Haussler Theorem

machine-learning

Statement

Haussler Theorem

Suppose we are in the modelling framework with finite hypothesis space $H$ and probability distribution $\mathbb{D}$ on $A$. Set $0 \leq \epsilon \leq 1$. Let our training data $T$ be $m$ i.i.d. samples from $\mathbb{D}$ with associated correct answers. For any hypothesis $h \in H$ which is consistent with $T$ we have a bound on the true error

$$\mathbb{P}[Error_{\mathbb{D}}(h) > \epsilon] \leq \vert H \vert e^{-m\epsilon}.$$

Proof

Let $f$ be the target function.

Let $h \in H$ such that $\mathbb{P}_{\mathbb{D}}(h(a) = f(a)) \leq 1 - \epsilon$ (i.e. we have true error $Error_{\mathbb{D}}(h) > \epsilon$).

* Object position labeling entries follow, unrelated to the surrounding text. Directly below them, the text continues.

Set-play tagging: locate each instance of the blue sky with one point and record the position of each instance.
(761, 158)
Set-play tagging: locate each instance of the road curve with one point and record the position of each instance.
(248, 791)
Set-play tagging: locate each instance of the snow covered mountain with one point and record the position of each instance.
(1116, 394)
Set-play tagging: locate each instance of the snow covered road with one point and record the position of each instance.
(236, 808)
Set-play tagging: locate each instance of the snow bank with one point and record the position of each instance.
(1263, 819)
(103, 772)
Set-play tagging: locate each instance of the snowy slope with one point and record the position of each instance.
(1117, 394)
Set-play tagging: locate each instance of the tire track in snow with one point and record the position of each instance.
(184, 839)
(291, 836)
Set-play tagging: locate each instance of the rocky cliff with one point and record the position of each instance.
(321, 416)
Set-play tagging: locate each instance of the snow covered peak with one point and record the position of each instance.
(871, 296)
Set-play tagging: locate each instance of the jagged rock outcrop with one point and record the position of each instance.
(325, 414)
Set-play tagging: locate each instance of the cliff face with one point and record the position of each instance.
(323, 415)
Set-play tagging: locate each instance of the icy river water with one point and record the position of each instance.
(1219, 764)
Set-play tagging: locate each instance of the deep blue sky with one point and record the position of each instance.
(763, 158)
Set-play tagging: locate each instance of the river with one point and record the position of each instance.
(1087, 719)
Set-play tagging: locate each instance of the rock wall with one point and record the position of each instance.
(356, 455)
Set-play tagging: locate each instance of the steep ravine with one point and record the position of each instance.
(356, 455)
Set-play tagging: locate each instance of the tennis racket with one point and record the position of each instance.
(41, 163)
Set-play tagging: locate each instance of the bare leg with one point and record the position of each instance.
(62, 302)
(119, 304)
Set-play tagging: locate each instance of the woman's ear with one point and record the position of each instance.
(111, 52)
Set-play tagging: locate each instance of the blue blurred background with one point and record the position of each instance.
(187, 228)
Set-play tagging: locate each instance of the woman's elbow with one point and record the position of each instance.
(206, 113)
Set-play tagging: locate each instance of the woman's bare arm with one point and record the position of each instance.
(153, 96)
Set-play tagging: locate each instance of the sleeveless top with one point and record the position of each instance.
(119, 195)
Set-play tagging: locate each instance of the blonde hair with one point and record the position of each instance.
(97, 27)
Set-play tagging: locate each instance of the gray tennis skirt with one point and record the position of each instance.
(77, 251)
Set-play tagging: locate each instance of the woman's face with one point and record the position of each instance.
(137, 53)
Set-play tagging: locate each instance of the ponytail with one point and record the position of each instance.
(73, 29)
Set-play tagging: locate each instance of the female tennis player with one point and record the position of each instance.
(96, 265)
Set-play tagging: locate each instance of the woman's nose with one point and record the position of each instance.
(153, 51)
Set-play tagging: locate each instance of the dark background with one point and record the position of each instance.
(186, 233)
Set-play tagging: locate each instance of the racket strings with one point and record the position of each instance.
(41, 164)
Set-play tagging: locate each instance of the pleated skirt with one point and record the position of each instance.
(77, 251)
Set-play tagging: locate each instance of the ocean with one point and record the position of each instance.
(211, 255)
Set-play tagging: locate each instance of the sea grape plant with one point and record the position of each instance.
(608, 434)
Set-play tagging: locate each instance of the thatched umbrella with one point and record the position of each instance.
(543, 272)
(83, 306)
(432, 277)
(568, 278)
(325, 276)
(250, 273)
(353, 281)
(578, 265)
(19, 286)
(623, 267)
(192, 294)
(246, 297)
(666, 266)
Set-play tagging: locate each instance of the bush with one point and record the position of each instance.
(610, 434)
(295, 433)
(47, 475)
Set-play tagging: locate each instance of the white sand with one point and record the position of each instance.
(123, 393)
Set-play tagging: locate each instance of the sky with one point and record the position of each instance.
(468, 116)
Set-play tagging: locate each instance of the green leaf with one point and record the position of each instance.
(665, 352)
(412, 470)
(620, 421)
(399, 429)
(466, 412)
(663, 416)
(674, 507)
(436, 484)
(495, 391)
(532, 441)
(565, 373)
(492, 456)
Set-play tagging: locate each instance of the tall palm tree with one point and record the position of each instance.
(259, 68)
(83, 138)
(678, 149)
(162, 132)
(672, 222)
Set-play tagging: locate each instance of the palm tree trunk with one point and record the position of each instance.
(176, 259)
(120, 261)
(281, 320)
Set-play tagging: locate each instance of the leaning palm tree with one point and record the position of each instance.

Then let $T$ be $m$ i.i.d. samples from $A$ using $\mathbb{D}$. The probability $h$ is consistent on $T$ is

$$\mathbb{P}_{\mathbb{D}}[h \mbox{ is consistent on } T] \leq (1 - \epsilon)^m$$

As the samples are i.i.d.. Moreover as $\ln(1-\epsilon) \leq - \epsilon$ for $0 \leq \epsilon < 1$ this gives us

$$\mathbb{P}_{\mathbb{D}}[h \mbox{ is consistent on } T] \leq (1 - \epsilon)^m \leq e^{-m \epsilon}$$

If all $h \in H$ had $Error_{\mathbb{D}}(h) > \epsilon$ then we have

$$ \mathbb{P}[\mbox{Any } h \in H \mbox{ consistent with }T] \leq \vert H \vert e^{-m\epsilon} $$

the required result.